Following Jesus used to be so tidy. Every question had a logical answer. Every mystery had a rational explanation. The day I walked across the stage to pick up my seminary degree, I thought I had God pretty well figured out. Everything I believed was boxed, filed, and housed on a shelf.
But things changed. Again, I could relate. I knew Arthur could too. Here’s the way Chase puts it.
For months, anything that even remotely smacked of evangelicalism had been posing a challenge to my gag reflex. I used to devour all those books that promised a more victorious spiritual life in three easy steps. I went to the pastor conferences where celebrity speakers with mouthfuls of white Chiclet teeth gave talks that sounded more like Tony Robbins than Jesus. …
I’d been shocked a few years before when a friend from seminary converted to Catholicism because he felt evangelicals had ‘McDonaldized’ Jesus. I was starting to see his point.
Chase had begun this conversation with his psychiatrist friend by saying that he felt he was filling up with anger. But Mac tells him that anger isn’t really the core issue. The core issue, his friend suggests, is fear.
‘You’re afraid that if you can’t find a new way to follow Jesus, then you might not be able to stay in the game.’
Chase ponders his friend’s assessment and ultimately agrees with it. A few pages later, he sums up his state of mind this way.
‘I’m fed up with all the feuding between theological conservatives and liberals, the good guys and the bad guys. Everybody’s so sure they’ve cornered the truth market. Every morning I want to throw open my window and yell, “Tell me there’s something more! There has to be something more!”
After I read that last quote aloud, Arthur and I looked at each other knowingly. We had both been there. In fact, we were both there right now. We both believed that the contemporary American evangelical version of Christianity could not possibly be what Jesus had in mind when He established the church two thousand years ago. There simply had to be something more!
Both of us wanted to continue our discussion of the book, but Arthur had to leave in order to get his wife to her doctor’s appointment on time.
“I’d really like to keep this going,” Arthur said, as he got up from the table and gathered his coat and hat. “Are you free for lunch on Wednesday?”
“I think so,” I answered.
“Good,” he said. “Come to my place. Twelve-thirty. I’ll make my world-famous corned beef sandwiches.”

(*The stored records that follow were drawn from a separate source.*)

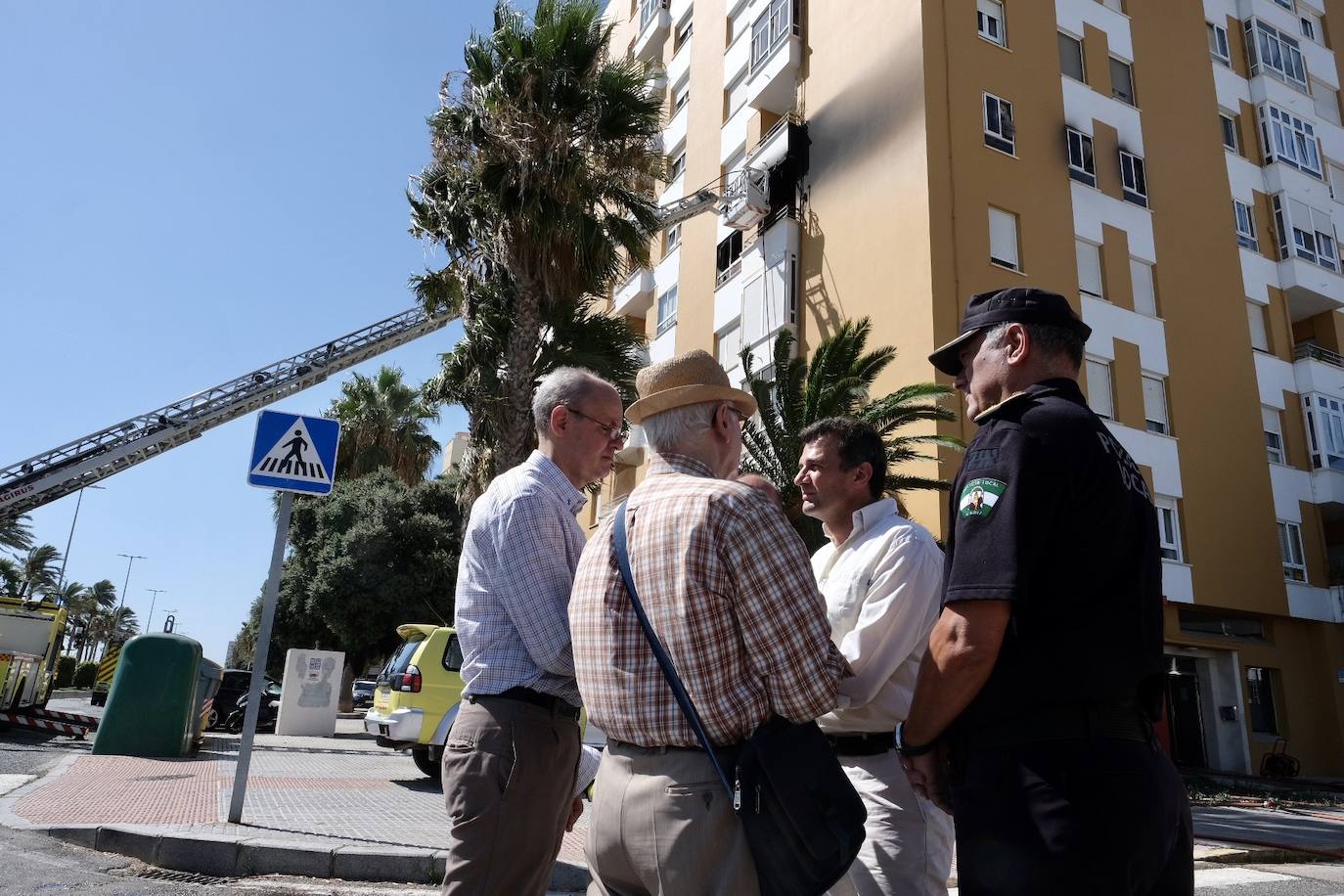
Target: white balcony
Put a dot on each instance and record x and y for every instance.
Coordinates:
(1309, 289)
(635, 297)
(654, 24)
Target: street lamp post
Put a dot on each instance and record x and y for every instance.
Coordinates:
(152, 602)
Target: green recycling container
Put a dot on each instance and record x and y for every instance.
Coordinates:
(152, 704)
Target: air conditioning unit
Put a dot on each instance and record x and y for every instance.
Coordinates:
(747, 199)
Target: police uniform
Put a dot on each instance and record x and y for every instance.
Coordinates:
(1058, 784)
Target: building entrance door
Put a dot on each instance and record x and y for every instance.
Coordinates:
(1186, 715)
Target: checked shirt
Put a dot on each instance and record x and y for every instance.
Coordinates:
(729, 589)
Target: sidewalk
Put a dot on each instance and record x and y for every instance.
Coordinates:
(316, 808)
(345, 808)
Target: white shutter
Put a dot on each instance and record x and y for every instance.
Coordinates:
(1256, 317)
(1089, 269)
(1099, 395)
(1142, 278)
(1003, 238)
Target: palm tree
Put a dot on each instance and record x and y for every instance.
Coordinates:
(837, 381)
(542, 164)
(383, 424)
(575, 334)
(15, 533)
(38, 571)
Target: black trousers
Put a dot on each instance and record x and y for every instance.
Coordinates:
(1092, 816)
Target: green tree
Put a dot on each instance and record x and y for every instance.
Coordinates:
(543, 156)
(373, 555)
(15, 533)
(837, 381)
(575, 334)
(383, 424)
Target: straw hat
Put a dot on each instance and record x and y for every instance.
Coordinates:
(686, 379)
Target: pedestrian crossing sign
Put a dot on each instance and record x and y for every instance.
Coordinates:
(294, 453)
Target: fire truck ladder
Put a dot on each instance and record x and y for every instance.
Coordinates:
(51, 474)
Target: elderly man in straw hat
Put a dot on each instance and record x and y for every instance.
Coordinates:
(729, 590)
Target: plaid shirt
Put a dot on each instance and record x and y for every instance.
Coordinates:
(729, 590)
(514, 582)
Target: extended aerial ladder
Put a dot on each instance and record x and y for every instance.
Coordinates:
(74, 465)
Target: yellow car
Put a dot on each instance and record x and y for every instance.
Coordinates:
(417, 694)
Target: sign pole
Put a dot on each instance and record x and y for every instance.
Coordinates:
(254, 694)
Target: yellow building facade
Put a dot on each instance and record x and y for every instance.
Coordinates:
(1174, 168)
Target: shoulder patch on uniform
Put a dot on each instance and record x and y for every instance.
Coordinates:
(980, 496)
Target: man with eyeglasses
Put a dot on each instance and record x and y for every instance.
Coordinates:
(511, 758)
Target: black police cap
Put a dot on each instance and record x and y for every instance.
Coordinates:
(1017, 305)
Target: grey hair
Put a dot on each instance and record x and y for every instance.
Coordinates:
(668, 428)
(1050, 340)
(563, 385)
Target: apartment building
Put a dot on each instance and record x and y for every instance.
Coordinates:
(1176, 168)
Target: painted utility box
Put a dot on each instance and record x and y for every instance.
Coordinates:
(152, 704)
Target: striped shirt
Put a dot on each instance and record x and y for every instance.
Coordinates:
(728, 586)
(514, 579)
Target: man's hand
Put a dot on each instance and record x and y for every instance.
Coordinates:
(575, 810)
(926, 777)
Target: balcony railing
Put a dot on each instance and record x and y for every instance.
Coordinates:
(1309, 352)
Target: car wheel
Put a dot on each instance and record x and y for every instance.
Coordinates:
(426, 759)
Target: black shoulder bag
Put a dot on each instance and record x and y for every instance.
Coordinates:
(802, 819)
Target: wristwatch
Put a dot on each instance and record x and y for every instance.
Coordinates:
(908, 748)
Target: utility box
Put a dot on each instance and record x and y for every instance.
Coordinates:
(152, 707)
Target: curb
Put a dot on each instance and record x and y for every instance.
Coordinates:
(223, 856)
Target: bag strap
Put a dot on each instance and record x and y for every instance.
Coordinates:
(683, 698)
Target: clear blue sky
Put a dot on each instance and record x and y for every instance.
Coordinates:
(190, 191)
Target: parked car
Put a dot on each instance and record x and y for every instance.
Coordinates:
(233, 686)
(363, 692)
(417, 694)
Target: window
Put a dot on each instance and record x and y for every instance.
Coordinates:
(1290, 548)
(676, 168)
(1133, 180)
(989, 22)
(1324, 431)
(1168, 528)
(1122, 81)
(1273, 53)
(1099, 396)
(1154, 405)
(1071, 57)
(1142, 278)
(1273, 434)
(1003, 240)
(680, 96)
(683, 34)
(1082, 166)
(1260, 334)
(1245, 226)
(1312, 233)
(1290, 140)
(728, 259)
(1218, 45)
(1089, 269)
(667, 310)
(770, 28)
(1229, 125)
(999, 130)
(1260, 696)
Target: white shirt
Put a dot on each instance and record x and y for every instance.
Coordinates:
(882, 587)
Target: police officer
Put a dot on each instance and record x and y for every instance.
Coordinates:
(1034, 705)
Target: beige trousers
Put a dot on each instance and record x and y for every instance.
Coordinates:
(509, 784)
(663, 825)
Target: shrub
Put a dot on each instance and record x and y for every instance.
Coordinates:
(85, 675)
(65, 670)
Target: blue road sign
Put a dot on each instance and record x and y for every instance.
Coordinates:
(294, 453)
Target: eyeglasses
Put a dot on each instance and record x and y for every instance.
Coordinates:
(614, 432)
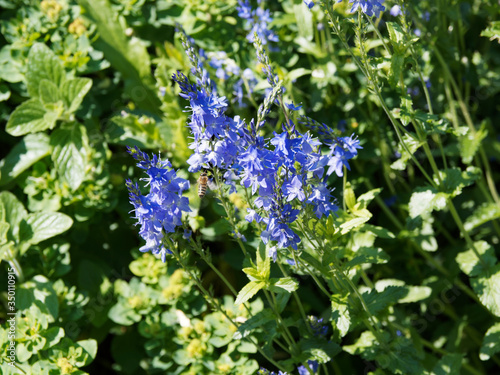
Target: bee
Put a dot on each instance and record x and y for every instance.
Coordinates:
(202, 184)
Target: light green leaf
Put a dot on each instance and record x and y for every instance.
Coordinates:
(49, 92)
(32, 148)
(368, 255)
(483, 214)
(73, 91)
(469, 262)
(248, 291)
(413, 145)
(450, 364)
(90, 347)
(30, 117)
(425, 201)
(43, 225)
(469, 144)
(491, 343)
(70, 153)
(53, 336)
(14, 212)
(43, 64)
(341, 318)
(287, 283)
(487, 287)
(297, 73)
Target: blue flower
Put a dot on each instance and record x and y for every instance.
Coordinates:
(313, 365)
(309, 3)
(160, 211)
(368, 7)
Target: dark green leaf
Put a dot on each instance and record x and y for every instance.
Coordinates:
(491, 343)
(32, 148)
(30, 117)
(43, 64)
(70, 153)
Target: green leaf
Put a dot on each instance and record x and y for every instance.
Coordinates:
(70, 153)
(43, 225)
(412, 293)
(469, 144)
(487, 287)
(248, 291)
(450, 364)
(285, 283)
(412, 145)
(454, 180)
(30, 117)
(43, 64)
(379, 301)
(368, 255)
(341, 318)
(73, 91)
(491, 343)
(49, 92)
(90, 347)
(263, 261)
(132, 130)
(425, 200)
(32, 148)
(14, 212)
(483, 214)
(469, 262)
(53, 336)
(255, 322)
(127, 55)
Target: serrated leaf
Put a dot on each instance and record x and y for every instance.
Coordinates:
(248, 291)
(450, 364)
(350, 224)
(491, 343)
(73, 91)
(254, 323)
(32, 148)
(134, 131)
(483, 214)
(90, 347)
(14, 212)
(49, 92)
(487, 287)
(341, 318)
(412, 145)
(43, 225)
(454, 180)
(285, 283)
(368, 255)
(69, 155)
(469, 262)
(30, 117)
(469, 144)
(43, 64)
(424, 201)
(379, 301)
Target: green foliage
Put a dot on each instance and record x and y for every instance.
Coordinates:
(405, 275)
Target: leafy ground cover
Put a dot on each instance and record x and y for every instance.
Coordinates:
(349, 218)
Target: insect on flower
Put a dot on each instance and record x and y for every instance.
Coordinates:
(202, 184)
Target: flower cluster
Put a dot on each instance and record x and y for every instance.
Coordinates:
(313, 365)
(160, 211)
(263, 371)
(257, 22)
(286, 171)
(317, 326)
(215, 135)
(368, 7)
(227, 68)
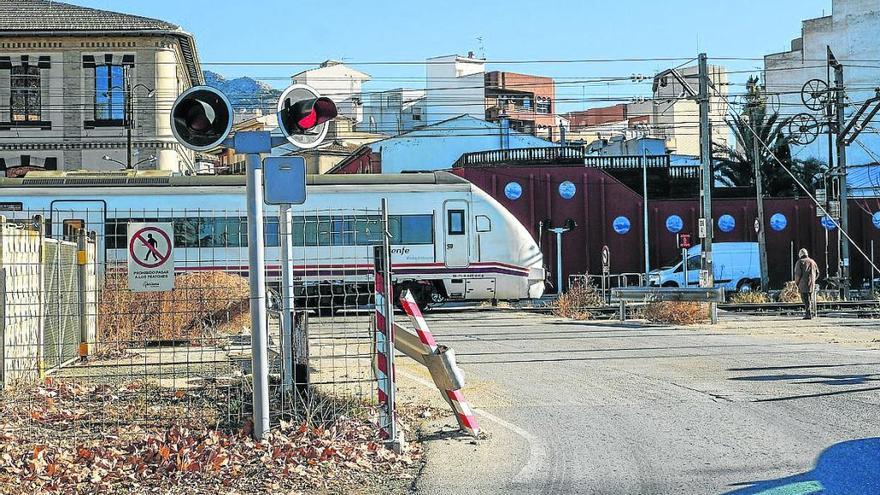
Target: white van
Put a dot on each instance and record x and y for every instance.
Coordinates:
(737, 267)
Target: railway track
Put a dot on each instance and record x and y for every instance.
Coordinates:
(859, 309)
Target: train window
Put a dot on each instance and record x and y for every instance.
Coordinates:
(484, 223)
(416, 229)
(71, 227)
(272, 236)
(455, 222)
(230, 232)
(115, 233)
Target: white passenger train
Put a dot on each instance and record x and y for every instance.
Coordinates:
(450, 240)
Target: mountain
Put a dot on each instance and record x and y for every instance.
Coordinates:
(244, 93)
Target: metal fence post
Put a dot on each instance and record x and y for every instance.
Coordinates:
(301, 376)
(82, 258)
(385, 337)
(287, 318)
(257, 282)
(41, 298)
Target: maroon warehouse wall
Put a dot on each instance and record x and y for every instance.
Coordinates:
(599, 200)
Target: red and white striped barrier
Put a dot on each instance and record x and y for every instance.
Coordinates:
(463, 412)
(385, 378)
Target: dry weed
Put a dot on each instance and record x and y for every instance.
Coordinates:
(790, 293)
(573, 303)
(749, 298)
(201, 305)
(677, 313)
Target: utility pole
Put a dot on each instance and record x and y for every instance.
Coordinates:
(706, 221)
(645, 213)
(753, 103)
(129, 120)
(840, 106)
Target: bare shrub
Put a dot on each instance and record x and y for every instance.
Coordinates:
(790, 293)
(574, 303)
(677, 313)
(202, 305)
(749, 298)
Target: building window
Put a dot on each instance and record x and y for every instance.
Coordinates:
(542, 105)
(110, 94)
(25, 93)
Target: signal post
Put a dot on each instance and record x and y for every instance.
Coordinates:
(201, 119)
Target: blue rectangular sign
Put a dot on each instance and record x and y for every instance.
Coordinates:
(284, 180)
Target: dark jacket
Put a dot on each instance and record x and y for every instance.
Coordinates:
(806, 271)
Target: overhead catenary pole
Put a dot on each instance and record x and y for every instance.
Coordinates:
(645, 213)
(840, 107)
(707, 179)
(759, 193)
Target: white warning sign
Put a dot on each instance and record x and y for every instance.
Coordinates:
(150, 257)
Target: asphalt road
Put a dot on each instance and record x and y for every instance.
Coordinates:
(597, 408)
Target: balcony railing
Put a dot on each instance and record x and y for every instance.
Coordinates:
(573, 156)
(526, 156)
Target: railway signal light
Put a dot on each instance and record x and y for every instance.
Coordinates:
(201, 118)
(304, 115)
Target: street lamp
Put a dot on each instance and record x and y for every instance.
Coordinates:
(128, 90)
(567, 227)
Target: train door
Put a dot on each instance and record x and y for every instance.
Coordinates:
(68, 216)
(455, 234)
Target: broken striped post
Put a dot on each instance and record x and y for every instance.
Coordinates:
(463, 412)
(384, 359)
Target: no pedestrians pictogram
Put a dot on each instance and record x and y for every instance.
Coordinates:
(150, 256)
(150, 247)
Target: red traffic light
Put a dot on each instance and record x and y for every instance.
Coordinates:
(304, 115)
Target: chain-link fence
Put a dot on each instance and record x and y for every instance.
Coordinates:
(90, 357)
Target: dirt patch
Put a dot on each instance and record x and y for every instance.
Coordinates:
(201, 306)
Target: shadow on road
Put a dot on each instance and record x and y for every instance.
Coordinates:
(846, 468)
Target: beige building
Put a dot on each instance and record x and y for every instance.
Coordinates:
(74, 81)
(669, 114)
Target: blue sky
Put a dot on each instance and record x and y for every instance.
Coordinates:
(371, 30)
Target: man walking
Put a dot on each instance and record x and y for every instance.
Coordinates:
(806, 271)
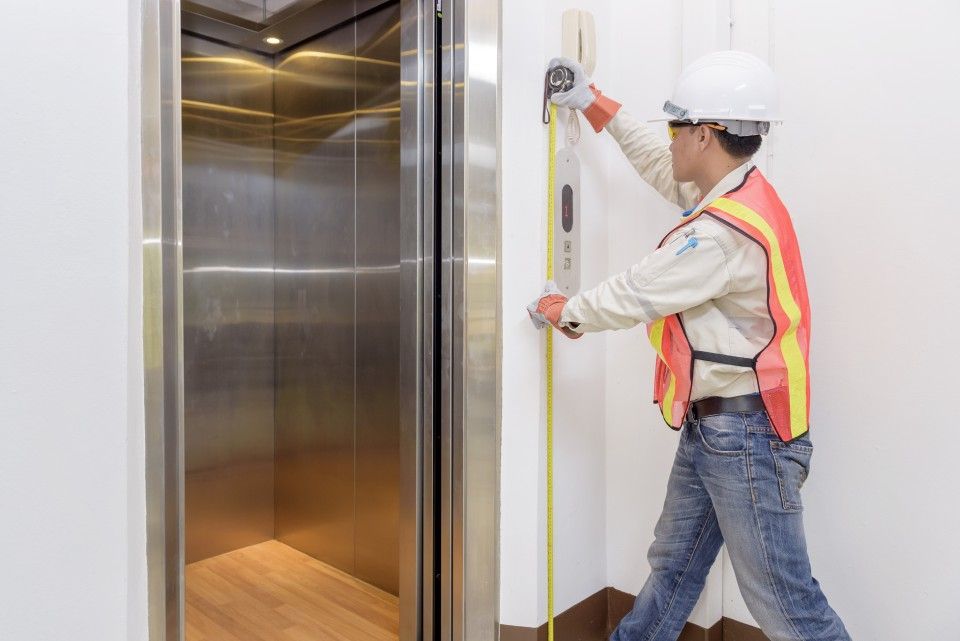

“I’ll look forward to it,” I said. “Give my greetings to Ellie, and tell her I hope everything goes well.”
“I will,” he said, and he started to walk away. Instead of heading directly toward the exit, however, he stopped by the cashier’s counter. That’s when I looked down to see that Arthur had picked up the check when he left the table.
I was zipping my windbreaker when he completed the transaction and turned in my direction. “You get the tip,” he called out, above the restaurant noise. Then he was gone.